Der jüdische Poet und Sänger Leonard Cohen hat eine Liedzeile darüber geschrieben: „There is a crack in everything. That‘s how the light gets in.“ Es gibt einen Riss in allem. So kommt das Licht herein.
Ein zutiefst weihnachtlicher Vers. Wenn es am dunkelsten ist, wenn Gewissheiten zerbrechen, wenn es Verwerfungen gibt und manches einem Erdbeben gleicht, tut sich etwas auf, was bisher verborgen war, was wir nicht wahrnehmen konnten, was hinter den Dingen liegt.
Das feiern wir heute: Einen Neuanfang, ein Licht, das den Hirten erscheint, das durch den Riss im Himmel bei ihnen ankommt, wie wir es an Weihnachten im Lukasevangelium hören.
Immer wieder gab es Im Laufe der Geschichte ein Sehnen nach diesem Riss. Vor 400 Jahren, in der Zeit des 30jährigen Krieges und der Hexenverfolgung hat Friedrich Spee es ähnlich gesagt wie Leonard Cohen heute: Das alte Adventslied „O Heiland reiss die Himmel auf“ formuliert, dass die Geburt in Bethlehem sich immer neu in uns wiederholen muss: „Reiss ab, wo Schloss und Riegel für.“ Befreie uns immer wieder von allem Festgefahrenen und Eingeschlossenen.
Gott selbst hat mit der Geburt Christi die Himmel unsere Vorstellungen zerbrochen. Die Bilder, die wir von ihm haben, an denen wir so gerne festhalten gelten nicht mehr. Ein Riss geht durch den Himmel und das Licht dringt bis zu uns. Die Begegnung mit diesem lebendigen Gott ist möglich in dem Kind in der Krippe, in uns selbst und in allen anderen Menschen.

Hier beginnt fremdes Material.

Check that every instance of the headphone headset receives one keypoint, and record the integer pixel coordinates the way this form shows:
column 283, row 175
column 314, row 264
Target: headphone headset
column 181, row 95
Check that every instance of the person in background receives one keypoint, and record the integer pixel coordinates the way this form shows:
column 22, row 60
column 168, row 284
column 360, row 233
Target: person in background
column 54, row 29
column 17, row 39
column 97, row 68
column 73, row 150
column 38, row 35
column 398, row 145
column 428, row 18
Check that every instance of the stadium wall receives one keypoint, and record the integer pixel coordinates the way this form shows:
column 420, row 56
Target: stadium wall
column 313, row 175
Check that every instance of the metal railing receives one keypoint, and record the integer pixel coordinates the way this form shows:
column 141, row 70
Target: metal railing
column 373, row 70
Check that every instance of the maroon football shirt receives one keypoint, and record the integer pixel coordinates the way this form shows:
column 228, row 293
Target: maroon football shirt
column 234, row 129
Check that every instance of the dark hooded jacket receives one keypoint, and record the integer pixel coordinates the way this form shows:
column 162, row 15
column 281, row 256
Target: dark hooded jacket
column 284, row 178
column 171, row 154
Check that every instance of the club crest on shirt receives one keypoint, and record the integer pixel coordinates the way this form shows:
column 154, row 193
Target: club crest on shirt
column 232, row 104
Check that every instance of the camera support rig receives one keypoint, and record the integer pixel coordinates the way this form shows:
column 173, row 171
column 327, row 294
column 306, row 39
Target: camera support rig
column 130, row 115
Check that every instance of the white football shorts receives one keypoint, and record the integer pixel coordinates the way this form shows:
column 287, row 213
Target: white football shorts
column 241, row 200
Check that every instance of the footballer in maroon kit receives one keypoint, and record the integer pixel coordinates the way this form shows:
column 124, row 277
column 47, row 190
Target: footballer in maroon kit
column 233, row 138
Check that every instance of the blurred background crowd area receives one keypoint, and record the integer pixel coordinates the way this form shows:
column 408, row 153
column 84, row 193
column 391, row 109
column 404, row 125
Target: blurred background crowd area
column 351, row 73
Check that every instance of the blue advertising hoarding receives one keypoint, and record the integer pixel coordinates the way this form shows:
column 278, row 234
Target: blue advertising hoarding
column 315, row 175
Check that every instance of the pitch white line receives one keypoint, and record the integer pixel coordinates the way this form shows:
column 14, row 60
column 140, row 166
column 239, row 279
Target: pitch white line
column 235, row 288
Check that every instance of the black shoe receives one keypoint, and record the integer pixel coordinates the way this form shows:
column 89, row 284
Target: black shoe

Es gibt einen Riss in allen Dingen. So kommt das Licht herein.
Das wünsche ich Ihnen: Ein Licht wahrzunehmen, das zwischen allen Brüchen hervorscheint, ein Licht, das aus der größeren Wirklichkeit zu uns kommt und die Welt und uns bis ins Innere erhellen will. Uns, unsere Lieben und alle Menschen, mit denen wir zusammenkommen.